Animal viruses and human tumours
Humans can contract cancer through infection with viruses from animals. Specialists from the Blokhin Russian Oncological Research Centre RAMS have spent 15 years studying viruses in mammals that are oncogenic for humans.
House mice and monkeys can be the source of infection. The SV40 green monkey virus was detected in 40-70% of the mesotheliomas in residents of the USA and Western Europe. The SRV group of monkey retroviruses and antibodies to them are found in patients with cancer of the larynx and in children aged 3-14 with various forms of lymphomas.
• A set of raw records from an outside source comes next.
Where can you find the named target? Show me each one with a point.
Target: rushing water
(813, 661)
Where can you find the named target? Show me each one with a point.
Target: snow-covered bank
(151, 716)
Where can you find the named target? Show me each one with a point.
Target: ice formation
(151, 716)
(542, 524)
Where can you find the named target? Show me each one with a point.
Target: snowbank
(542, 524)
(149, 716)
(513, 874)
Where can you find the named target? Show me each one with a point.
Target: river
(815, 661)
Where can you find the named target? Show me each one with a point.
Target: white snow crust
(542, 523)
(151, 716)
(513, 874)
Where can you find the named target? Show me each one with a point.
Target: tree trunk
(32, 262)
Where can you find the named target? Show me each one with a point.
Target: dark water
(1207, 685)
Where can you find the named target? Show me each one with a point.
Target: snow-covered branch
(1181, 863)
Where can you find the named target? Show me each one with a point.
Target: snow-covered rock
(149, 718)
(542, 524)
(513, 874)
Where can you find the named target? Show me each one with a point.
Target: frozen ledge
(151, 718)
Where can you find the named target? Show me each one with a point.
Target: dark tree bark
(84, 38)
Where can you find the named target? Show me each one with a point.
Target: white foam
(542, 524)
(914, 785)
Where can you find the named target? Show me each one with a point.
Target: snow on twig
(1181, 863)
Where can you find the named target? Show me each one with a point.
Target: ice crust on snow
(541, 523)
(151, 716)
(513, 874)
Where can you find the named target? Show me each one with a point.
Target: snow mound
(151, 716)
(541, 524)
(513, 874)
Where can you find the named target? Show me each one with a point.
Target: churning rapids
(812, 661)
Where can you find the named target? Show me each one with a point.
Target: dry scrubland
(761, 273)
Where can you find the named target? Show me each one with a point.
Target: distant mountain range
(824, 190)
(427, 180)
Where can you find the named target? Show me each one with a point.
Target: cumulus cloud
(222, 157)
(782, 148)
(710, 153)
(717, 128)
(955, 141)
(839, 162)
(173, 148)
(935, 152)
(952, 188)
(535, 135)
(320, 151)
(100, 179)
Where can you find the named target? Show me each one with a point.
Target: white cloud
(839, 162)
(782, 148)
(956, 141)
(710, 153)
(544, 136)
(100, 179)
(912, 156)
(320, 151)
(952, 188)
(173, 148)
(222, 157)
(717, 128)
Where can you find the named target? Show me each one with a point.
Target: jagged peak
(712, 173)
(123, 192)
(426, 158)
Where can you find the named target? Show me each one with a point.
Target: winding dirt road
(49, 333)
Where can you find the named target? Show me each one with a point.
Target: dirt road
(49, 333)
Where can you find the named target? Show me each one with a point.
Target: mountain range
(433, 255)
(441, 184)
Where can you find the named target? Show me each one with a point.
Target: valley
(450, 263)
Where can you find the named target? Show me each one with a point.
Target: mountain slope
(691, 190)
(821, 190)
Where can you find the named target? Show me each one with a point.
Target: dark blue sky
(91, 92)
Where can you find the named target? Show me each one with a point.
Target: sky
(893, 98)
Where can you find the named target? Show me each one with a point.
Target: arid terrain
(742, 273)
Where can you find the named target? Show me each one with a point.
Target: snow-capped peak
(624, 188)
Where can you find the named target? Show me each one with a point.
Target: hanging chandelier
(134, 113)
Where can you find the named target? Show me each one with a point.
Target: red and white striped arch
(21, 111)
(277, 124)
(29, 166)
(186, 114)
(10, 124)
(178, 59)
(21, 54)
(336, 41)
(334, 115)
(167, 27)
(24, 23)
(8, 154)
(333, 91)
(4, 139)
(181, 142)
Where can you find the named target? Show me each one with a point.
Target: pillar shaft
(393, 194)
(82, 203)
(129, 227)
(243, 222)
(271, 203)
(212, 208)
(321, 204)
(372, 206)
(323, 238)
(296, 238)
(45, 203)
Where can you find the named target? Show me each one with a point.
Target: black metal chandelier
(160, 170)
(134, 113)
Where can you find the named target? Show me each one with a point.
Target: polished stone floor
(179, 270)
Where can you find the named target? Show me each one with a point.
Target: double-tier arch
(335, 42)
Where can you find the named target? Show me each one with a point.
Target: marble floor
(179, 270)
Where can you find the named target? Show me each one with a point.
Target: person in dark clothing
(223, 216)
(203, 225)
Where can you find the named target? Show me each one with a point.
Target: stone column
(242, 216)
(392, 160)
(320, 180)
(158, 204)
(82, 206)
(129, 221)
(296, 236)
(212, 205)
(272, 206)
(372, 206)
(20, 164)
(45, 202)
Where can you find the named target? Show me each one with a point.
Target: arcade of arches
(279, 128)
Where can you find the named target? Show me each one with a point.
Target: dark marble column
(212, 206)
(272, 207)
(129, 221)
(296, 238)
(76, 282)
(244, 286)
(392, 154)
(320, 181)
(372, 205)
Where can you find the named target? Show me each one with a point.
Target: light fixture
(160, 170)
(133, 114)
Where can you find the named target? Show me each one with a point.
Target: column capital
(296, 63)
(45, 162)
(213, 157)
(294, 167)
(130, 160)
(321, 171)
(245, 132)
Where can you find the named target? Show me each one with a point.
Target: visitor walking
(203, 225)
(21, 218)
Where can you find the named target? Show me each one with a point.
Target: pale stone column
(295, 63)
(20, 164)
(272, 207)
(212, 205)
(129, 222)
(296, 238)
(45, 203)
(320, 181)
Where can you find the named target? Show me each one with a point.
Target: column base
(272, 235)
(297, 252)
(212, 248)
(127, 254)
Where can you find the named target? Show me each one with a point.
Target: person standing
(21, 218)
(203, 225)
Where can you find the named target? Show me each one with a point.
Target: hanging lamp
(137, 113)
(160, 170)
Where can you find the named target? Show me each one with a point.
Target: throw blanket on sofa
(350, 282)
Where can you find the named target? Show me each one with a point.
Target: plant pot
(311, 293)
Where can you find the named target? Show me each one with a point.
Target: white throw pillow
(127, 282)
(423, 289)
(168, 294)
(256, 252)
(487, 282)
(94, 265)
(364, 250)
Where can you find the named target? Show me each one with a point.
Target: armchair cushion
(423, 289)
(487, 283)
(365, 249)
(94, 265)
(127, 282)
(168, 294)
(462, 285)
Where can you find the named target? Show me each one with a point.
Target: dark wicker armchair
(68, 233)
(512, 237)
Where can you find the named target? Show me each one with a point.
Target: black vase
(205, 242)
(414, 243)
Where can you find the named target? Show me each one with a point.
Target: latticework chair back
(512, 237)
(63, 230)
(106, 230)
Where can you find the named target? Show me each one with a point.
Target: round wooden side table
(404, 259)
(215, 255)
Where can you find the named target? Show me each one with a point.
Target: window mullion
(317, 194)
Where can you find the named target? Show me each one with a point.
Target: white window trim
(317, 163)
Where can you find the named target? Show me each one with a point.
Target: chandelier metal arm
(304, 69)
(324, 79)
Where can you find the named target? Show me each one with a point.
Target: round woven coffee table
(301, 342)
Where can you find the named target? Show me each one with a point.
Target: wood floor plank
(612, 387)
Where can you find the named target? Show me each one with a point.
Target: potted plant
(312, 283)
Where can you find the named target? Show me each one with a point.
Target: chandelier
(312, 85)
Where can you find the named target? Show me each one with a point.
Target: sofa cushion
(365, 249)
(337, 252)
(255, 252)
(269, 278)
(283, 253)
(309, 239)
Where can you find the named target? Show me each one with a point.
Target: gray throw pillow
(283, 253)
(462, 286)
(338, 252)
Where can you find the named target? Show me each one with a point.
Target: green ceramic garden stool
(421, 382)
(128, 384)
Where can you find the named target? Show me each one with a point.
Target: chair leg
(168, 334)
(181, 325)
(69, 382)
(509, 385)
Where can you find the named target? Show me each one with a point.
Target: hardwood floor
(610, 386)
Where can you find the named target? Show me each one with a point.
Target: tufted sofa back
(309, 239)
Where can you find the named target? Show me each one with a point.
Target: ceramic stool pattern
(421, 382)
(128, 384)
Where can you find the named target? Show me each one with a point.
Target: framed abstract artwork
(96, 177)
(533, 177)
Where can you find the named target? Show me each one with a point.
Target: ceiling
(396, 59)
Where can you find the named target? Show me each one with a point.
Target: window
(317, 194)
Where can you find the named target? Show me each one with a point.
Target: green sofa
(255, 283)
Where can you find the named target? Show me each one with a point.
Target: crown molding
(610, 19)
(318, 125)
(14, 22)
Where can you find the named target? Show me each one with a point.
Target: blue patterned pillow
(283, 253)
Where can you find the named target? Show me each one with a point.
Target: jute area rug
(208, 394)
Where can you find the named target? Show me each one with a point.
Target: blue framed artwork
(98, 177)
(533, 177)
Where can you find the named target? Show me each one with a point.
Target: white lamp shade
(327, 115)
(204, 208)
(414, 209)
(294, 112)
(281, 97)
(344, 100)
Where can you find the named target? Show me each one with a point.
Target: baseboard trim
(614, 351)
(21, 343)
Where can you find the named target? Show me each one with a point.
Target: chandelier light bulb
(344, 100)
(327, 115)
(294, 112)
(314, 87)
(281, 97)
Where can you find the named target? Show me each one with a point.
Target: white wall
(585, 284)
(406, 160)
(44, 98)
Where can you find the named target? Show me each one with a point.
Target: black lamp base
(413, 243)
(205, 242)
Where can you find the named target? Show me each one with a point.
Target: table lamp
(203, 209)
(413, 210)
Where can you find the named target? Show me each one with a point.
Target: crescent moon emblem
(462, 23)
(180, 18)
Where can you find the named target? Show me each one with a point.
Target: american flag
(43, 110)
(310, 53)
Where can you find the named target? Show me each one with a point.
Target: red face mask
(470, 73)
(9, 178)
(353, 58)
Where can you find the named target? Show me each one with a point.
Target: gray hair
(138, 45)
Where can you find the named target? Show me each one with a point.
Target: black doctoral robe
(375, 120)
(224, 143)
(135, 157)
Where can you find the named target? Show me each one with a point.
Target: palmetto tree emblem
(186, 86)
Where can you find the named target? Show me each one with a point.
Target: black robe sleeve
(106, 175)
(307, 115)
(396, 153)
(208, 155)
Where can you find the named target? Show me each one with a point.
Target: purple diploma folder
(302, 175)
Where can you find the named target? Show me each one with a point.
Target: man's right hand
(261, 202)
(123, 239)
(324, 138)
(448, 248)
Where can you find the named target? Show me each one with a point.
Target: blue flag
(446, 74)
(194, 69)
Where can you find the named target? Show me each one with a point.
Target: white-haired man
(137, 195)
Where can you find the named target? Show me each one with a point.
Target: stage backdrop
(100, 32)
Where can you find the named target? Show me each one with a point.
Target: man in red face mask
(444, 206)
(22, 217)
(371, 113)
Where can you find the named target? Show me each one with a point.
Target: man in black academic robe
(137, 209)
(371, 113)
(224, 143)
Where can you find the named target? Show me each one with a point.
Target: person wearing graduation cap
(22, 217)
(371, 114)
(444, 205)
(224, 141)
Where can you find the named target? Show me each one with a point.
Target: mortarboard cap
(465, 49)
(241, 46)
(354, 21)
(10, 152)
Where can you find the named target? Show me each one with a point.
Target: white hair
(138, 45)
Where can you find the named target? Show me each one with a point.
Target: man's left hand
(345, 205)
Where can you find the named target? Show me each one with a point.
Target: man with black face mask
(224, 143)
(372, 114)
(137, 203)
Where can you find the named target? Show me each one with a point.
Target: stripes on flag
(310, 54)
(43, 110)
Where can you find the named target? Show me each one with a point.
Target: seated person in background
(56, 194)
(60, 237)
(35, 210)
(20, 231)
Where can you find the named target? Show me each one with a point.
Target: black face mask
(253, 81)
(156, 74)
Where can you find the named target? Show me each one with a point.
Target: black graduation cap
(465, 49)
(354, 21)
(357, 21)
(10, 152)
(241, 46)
Almost a half of the residents of Guinea-Bissau are infected with SRV viruses, yet they suffer no illness. Clearly humans can easily become infected with the monkey virus through direct contact with the creatures, but Europeans and Americans rarely encounter monkeys. It is most likely that the reason for their infection lies in vaccination. In the period 1957-1963, during the poliomyelitis pandemic, up to 100 million people, mostly children, were administered a vaccine based on a weakened virus, cultivated on a culture of the kidney of green monkeys. The cells were polluted with many outside viruses, including SV40 and SRV. It is not by chance that in those countries that stopped the application of this vaccine (in Sweden for example), the frequency of SV40 cases fell by a factor of 10. Different versions of SRV continue to circulate without symptoms in the human population and they sometimes bring about lymphomas in children of those parents who were administered the polluted vaccine 45-50 years ago. The researchers assume that it is humans with a weakened immune system that come down with cancer.